Insgesamt handelt es sich um ein spannendes und sehr relevantes Forschungsfeld – unterschiedlichste Phänomene werden inzwischen mit dem Gleichgewicht oder Ungleichgewicht der zahlreichen Mikroorganismen in unserem Körper in Verbindung gebracht, darunter die Reifung und Funktion des Immunsystems, das Auftreten von Allergien, Malignomen, Diabetes, entzündlichen Darmerkrankungen, Reizdarm-Syndrom, Übergewicht, Steatohepatitis, die Intensität menopausaler Symptome, das unter Antibiotika verminderte Ansprechen auf Immuntherapien und möglicherweise sogar unsere grundlegende Lebensspanne.2

Referenzen:
1. International MS Microbiome Study. IMSMS Available at: http://imsms.org/home (Accessed: 11th August 2018)
2. Burton, A. Multiple sclerosis: what’s it got to do with your guts? Lancet Neurol. 17, 207–208 (2018).

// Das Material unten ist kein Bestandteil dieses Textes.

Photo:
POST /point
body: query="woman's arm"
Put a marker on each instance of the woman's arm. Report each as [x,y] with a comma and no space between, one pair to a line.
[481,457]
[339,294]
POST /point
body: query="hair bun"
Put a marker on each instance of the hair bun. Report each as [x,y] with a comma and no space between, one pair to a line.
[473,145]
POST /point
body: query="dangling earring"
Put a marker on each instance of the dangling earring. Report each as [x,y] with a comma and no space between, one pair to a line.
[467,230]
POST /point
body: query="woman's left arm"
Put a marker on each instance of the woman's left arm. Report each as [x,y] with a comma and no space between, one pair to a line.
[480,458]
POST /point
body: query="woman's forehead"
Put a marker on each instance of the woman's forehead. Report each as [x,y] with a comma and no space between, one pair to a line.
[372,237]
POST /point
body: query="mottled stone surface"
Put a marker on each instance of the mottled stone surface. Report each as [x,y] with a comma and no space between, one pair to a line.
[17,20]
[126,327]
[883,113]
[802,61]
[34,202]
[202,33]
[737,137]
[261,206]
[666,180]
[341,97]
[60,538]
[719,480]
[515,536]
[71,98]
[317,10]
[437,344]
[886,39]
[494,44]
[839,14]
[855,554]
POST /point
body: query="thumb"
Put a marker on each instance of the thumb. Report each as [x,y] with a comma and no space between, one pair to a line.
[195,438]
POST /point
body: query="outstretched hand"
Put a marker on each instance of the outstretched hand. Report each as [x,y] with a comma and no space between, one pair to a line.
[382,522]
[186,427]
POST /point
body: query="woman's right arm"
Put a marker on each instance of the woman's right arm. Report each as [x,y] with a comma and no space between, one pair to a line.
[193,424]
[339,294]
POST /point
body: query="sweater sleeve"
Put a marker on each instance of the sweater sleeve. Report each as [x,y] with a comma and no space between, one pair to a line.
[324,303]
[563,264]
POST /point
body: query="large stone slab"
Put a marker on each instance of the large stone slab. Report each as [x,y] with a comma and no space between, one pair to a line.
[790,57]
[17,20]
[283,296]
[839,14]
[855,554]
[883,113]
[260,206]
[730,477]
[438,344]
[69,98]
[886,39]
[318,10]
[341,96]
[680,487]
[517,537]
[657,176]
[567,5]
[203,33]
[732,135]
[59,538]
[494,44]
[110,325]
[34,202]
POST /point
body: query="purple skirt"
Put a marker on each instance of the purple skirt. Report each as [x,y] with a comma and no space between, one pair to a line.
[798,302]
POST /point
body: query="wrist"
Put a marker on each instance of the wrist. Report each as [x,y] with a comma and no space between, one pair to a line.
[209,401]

3. Cekanaviciute, E. et al. Gut bacteria from multiple sclerosis patients modulate human T cells and exacerbate symptoms in mouse models. Proc. Natl. Acad. Sci. U. S. A. 114, 10713–10718 (2017).
4. Cree, B. A. C., Spencer, C. M., Varrin-Doyer, M., Baranzini, S. E. & Zamvil, S. S. Gut microbiome analysis in neuromyelitis optica reveals overabundance of Clostridium perfringens. Ann. Neurol. 80, 443–447 (2016).